Get on the Balls Beachwear Schedule
I quickly realized that the cool people in the office wear Balls Beachwear. Every Friday, Glenny releases the Balls Beachwear schedule for the following week. If you can get on that list, then you're sitting pretty. At our company meeting they stressed the importance of having people in Balls Beachwear every day. But it can't be too many people so that it looks forced. We have 10+ styles of Balls Beachwear, so we also need to make sure we don't have multiple people in the same outfit. Just make sure you don't go rogue and wear Balls Beachwear when you're not on the schedule. There is a lot of thought that goes into the planning, and Glenny is a real stickler about it. Make sure you stop by his desk early on Friday so you can get on his list.
Shit Your Pants
If your back is really against the wall, and you need to make something happen, shitting your pants is a tried and true way of securing your job for at least another year. Jerry did this the other day and he lit the internet on fire. He set a pretty high bar though. It was a lot of shit, and he showed it. The next person to shit their pants is going to have to have a serious blowout. If I ever shit my pants I'm going live immediately.
Get Involved in Content
This should go without saying, but it is clearly the most important thing you need to do to survive. I have a bit of a hard time with this. I hate inserting myself into things, but I'm starting to get better. Every day, people will walk around the office asking us random questions for TikTok or Instagram reels. Typically, the more popular bloggers are the ones who get asked the questions (naturally). I do not get asked for my take very often. However, I have learned a trick that will help you get picked more. Prolonged eye contact. When you see Colleen walking around the office making TikTok's, drop everything you are doing and stare at her face. Do not under any circumstances look away from her. She will notice you eventually. You're going to make her feel so uncomfortable that she will ask you for your take just so you stop staring. She might not end up using your video, but at least you'll get a shot. Who knows, maybe you'll surprise them and say something funny.

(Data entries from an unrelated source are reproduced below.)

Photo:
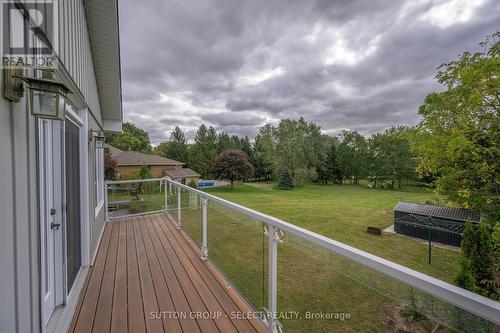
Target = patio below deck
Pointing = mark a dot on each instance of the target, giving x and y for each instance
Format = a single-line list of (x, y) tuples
[(148, 277)]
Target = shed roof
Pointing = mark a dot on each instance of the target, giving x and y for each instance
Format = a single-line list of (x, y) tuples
[(136, 158), (181, 173), (458, 214)]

Another way to get involved in content is by walking past The Yak while they're recording. Sometimes they call people in to be on the show. If you can't get them to call you in, then start mixing it up a bit. Maybe try wearing a festive hat, or a funny outfit. The Yak is a smart show, but they are simple minded people. If you walk by in non-regular clothing, they won't be able to resist calling you in.

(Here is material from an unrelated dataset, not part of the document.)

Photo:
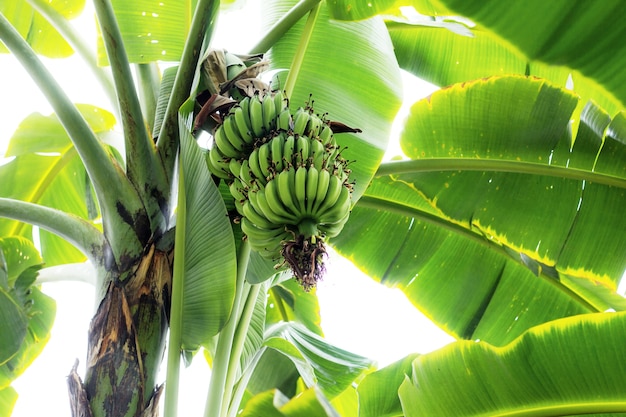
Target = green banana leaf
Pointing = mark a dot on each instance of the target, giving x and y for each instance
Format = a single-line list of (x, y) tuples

If you're looking for an easier way in, just start gambling. Tag @PicksCentral incessantly until you strong arm them into having you on their show. Just make sure you know something about sports before you go on. I made the mistake of joining the show during baseball season, and I could not have had less to contribute to the conversation.

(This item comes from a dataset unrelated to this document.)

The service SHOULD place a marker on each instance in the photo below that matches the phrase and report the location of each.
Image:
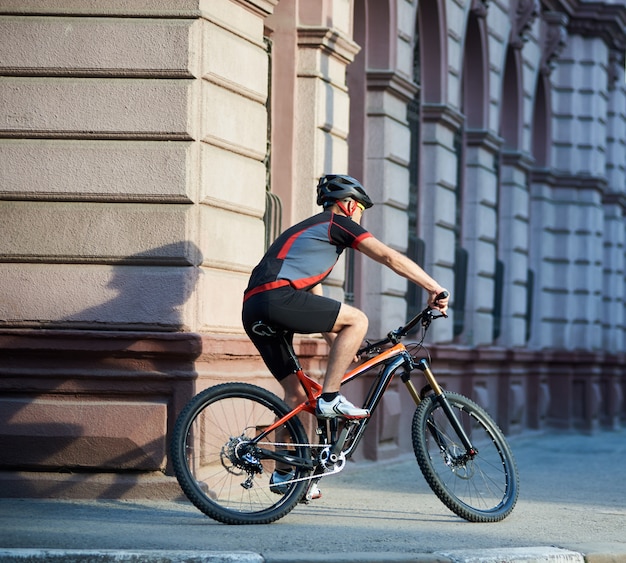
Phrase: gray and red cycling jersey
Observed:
(306, 253)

If none of those options work, you can try being more electric, or having a weird brain. Barstool Sports is built on a foundation of electric personalities and weird brains. If you're just a regular guy, you're never going to survive at this company.
And if you don't have an electric personality or a weird brain, just get drunk and DM Dave Portnoy to ask if you can produce Barstool's longest running show. Maybe he'll say yes.